Zu den hygienischen Anforderungen beim Wechsel eines Vakuumverbandes.
Tenor
Die Berufung des Klägers gegen das am 30.09.2015 verkündete Urteil der 4. Zivilkammer des Landgerichts Dortmund wird zurückgewiesen.
Der Kläger trägt die Kosten des Berufungsverfahrens.
Dieses Urteil und das mit der Berufung angefochtene Urteil sind ohne Sicherheitsleistung vorläufig vollstreckbar.
Der Kläger kann die Vollstreckung der Beklagten durch Sicherheitsleistung in Höhe von 120 % des gegen ihn vollstreckbaren Betrags abwenden, wenn nicht die Beklagten vor der Vollstreckung Sicherheit in Höhe von 120 % des jeweils zu vollstreckenden Betrags leisten.
Die Revision wird nicht zugelassen.
Gründe
I.
Der Kläger nimmt die Beklagten als Gesamtschuldner wegen einer angeblich fehlerhaften Wundbehandlung (Verbandswechsel am 10.02.2012 durch den Beklagten zu 1. im Haus der Beklagten zu 2.), die zu einer Infektion geführt haben soll, in Anspruch. Er hat erstinstanzlich ein angemessenes Schmerzensgeld (Vorstellung: mindestens 20.000 €), insgesamt 21.472,30 € Verdienstausfall sowie 2.170,56 € vorgerichtliche Rechtsanwaltskosten geltend gemacht. Zudem hat er die Feststellung der Einstandspflicht der Beklagten für materielle und weitere immaterielle Schäden begehrt.
Wegen der Einzelheiten des erstinstanzlichen Sach- und Streitstandes und zur Darstellung der erstinstanzlich gestellten Anträge wird gemäß § 540 Abs. 1 Satz 1 Nr. 1 ZPO auf den Tatbestand des angefochtenen Urteils Bezug genommen.

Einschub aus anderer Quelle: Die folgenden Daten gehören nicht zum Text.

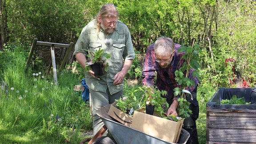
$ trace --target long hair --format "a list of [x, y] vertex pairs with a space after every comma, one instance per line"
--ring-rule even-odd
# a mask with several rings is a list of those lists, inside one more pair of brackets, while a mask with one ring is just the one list
[[103, 5], [100, 8], [98, 15], [95, 18], [96, 25], [97, 25], [97, 34], [99, 34], [100, 29], [100, 24], [99, 20], [99, 16], [100, 16], [102, 19], [106, 17], [118, 17], [119, 15], [118, 11], [114, 4], [109, 3]]

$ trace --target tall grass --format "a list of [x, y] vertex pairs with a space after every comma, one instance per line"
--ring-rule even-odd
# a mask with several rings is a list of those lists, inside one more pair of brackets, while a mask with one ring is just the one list
[[[92, 129], [89, 105], [80, 92], [73, 90], [80, 76], [65, 70], [58, 72], [56, 86], [53, 74], [46, 76], [45, 69], [29, 68], [25, 72], [28, 54], [22, 46], [12, 47], [14, 50], [0, 52], [0, 143], [78, 144], [88, 137], [84, 132]], [[125, 80], [124, 84], [125, 96], [141, 82], [129, 85]], [[206, 142], [206, 104], [214, 92], [210, 88], [204, 83], [198, 89], [200, 144]], [[137, 99], [143, 96], [136, 95]]]
[[86, 137], [83, 131], [92, 130], [88, 104], [73, 90], [81, 80], [64, 70], [56, 86], [44, 69], [25, 73], [22, 49], [0, 53], [11, 58], [1, 64], [0, 143], [79, 143]]

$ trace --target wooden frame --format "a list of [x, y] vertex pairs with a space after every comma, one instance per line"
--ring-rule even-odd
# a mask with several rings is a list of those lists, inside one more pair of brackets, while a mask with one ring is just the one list
[[[37, 41], [37, 39], [35, 38], [34, 39], [34, 40], [33, 40], [33, 43], [32, 44], [32, 46], [31, 46], [31, 48], [30, 49], [30, 52], [29, 52], [29, 56], [28, 58], [28, 60], [27, 61], [27, 64], [26, 65], [26, 68], [27, 68], [28, 65], [29, 65], [30, 60], [31, 60], [31, 58], [32, 58], [32, 55], [33, 55], [33, 52], [34, 52], [34, 50], [35, 50], [35, 48], [36, 45], [44, 45], [50, 47], [51, 54], [52, 55], [52, 67], [53, 68], [53, 76], [54, 78], [54, 83], [56, 85], [58, 85], [58, 81], [57, 80], [57, 72], [56, 72], [57, 71], [56, 68], [56, 64], [55, 62], [55, 54], [54, 52], [54, 48], [60, 47], [60, 48], [67, 48], [66, 51], [65, 56], [64, 56], [63, 59], [62, 60], [62, 61], [61, 62], [61, 64], [60, 65], [60, 69], [63, 69], [63, 68], [64, 68], [65, 64], [67, 62], [68, 55], [69, 54], [69, 53], [70, 53], [70, 52], [71, 51], [73, 44], [74, 44], [72, 42], [70, 43], [70, 44], [68, 44], [49, 43], [47, 42], [40, 41]], [[26, 69], [27, 69], [27, 68], [26, 68]]]

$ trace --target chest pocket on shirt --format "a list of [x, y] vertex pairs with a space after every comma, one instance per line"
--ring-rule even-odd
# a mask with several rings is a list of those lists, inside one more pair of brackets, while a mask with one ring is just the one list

Das Landgericht Dortmund hat die Klage nach persönlicher Anhörung des Klägers und des Beklagten zu 1., Vernehmung der Zeuginnen L, T und H sowie Einholung eines herzchirurgischen Gutachtens des Sachverständigen Prof. Dr. M abgewiesen und zur Begründung – soweit für das Berufungsverfahren von Interesse – im Wesentlichen Folgendes ausgeführt: Dem Kläger sei der Beweis eines Behandlungsfehlers nicht gelungen. Die Darstellung des Klägers zum Ablauf des Verbandswechsels am 10.02.2012 sei zwar in sich schlüssig und nachvollziehbar gewesen, habe jedoch in Teilen der Aussage der Zeugin L widersprochen. Zudem bestünden erhebliche Zweifel, ob die Zeugin L das Geschehen tatsächlich so genau beobachtet habe, wie von ihr geschildert. Der Beklagte zu 1. habe den Verbandswechsel (ebenfalls) nachvollziehbar und in sich schlüssig geschildert. Der Sachverständige habe den vom Beklagten zu 1. beschriebenen Ablauf – Verbandswechsel ohne Kontakt zwischen den Handschuhen und dem neuen Verbandsmaterial – als plausibel und behandlungsfehlerfrei gewertet. Letztlich sei der genaue Ablauf des Verbandswechsels am 10.02.2012 unaufklärbar, was zu Lasten des Klägers gehe.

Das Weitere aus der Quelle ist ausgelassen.